Workflow:Hpcaitech ColossalAI DPO Alignment
| Knowledge Sources | |
|---|---|
| Domains | LLMs, RLHF, Alignment, Distributed_Training |
| Last Updated | 2026-02-09 03:00 GMT |
Overview
End-to-end process for aligning language models using Direct Preference Optimization (DPO) with human preference data via ColossalAI's distributed training framework.
Description
This workflow implements the Direct Preference Optimization alignment method, which directly optimizes a language model's policy using preference data without requiring a separate reward model. The process trains an actor model against a frozen reference model, using paired chosen/rejected responses to compute the DPO loss. The implementation also supports SimPO (Simple Preference Optimization) via the gamma parameter and length normalization. Training supports multiple parallelism strategies through ColossalAI's plugin system including ZeRO-2, Gemini, and 3D Parallelism.
Usage
Execute this workflow after completing supervised fine-tuning (SFT) when you have a preference dataset containing chosen/rejected response pairs and want to align the model with human preferences. DPO is preferred over PPO-based RLHF when you want a simpler training pipeline that does not require a separate reward model.
Execution Steps
Step 1: Preference Data Preparation
Prepare the preference dataset containing paired chosen and rejected responses for each prompt. The data preparation scripts convert raw preference data into tokenized Arrow format with separate fields for chosen and rejected input_ids, attention_masks, and loss_masks.
Key considerations:
- Each example must have both chosen and rejected completions
- Apply the correct conversation template for the model family
- Loss masks control which tokens contribute to the preference loss
Step 2: Environment and Model Initialization
Initialize the distributed training environment and load both the actor model (to be trained) and the reference model (frozen copy). Both models are loaded from the same SFT checkpoint. Dropout is disabled on both models to ensure deterministic log probability computation.
What happens:
- Launch distributed training with colossalai.launch_from_torch()

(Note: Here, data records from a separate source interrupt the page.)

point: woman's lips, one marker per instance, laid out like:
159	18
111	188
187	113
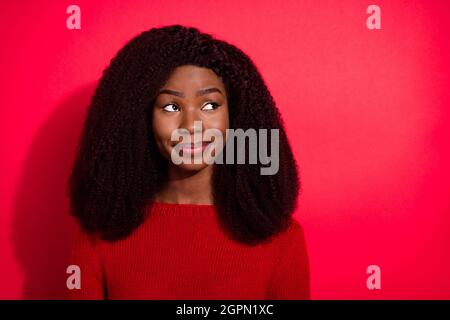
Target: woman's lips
193	147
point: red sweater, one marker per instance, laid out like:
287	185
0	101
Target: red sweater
181	252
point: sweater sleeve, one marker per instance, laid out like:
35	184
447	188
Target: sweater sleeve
290	279
84	254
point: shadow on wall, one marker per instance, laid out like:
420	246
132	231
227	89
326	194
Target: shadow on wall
42	228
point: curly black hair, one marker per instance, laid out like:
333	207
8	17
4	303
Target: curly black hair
118	168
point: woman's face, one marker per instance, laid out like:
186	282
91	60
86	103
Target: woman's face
191	94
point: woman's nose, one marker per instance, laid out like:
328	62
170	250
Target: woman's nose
191	121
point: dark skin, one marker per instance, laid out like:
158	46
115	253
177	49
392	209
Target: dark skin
191	94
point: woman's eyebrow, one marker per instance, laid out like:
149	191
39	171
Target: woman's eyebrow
181	94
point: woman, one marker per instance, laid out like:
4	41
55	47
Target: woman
153	228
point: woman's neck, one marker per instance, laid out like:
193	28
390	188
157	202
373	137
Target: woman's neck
187	186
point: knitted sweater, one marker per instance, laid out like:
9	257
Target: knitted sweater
181	252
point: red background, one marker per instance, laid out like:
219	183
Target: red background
365	111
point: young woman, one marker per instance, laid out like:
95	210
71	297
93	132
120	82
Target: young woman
151	228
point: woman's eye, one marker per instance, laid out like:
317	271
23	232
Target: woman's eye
171	108
210	106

- Load actor model and reference model from pretrained SFT checkpoint
- Disable dropout on both models for stable training
- Apply LoRA to actor model if parameter-efficient training is desired
Step 3: Plugin and Booster Configuration
Configure the parallelism strategy and create two Booster instances: one for the actor model (with optimizer) and one for the reference model (inference only). The reference model booster does not need optimizer support.
Key considerations:
- Both actor and reference model must use the same plugin type
- Reference model runs in inference mode with no gradient computation
- ZeRO-2 is the recommended default strategy for DPO training
Step 4: Tokenizer and Dataloader Setup
Configure the tokenizer with pad_token set to eos_token and prepare the preference dataloaders using DataCollatorForPreferenceDataset, which handles batching of chosen/rejected pairs.
What happens:
- Load tokenizer with right-side padding and no automatic BOS/EOS tokens
- Create training and evaluation dataloaders with preference data collator
- Apply distributed sampling via StatefulDistributedSampler
Step 5: DPO Training Loop
Execute the DPO training loop through the DPOTrainer. Each training step computes log probabilities for both chosen and rejected responses under both the actor and reference models, then computes the DPO loss.
What happens per step:
- Forward reference model on concatenated chosen+rejected sequences (no gradients)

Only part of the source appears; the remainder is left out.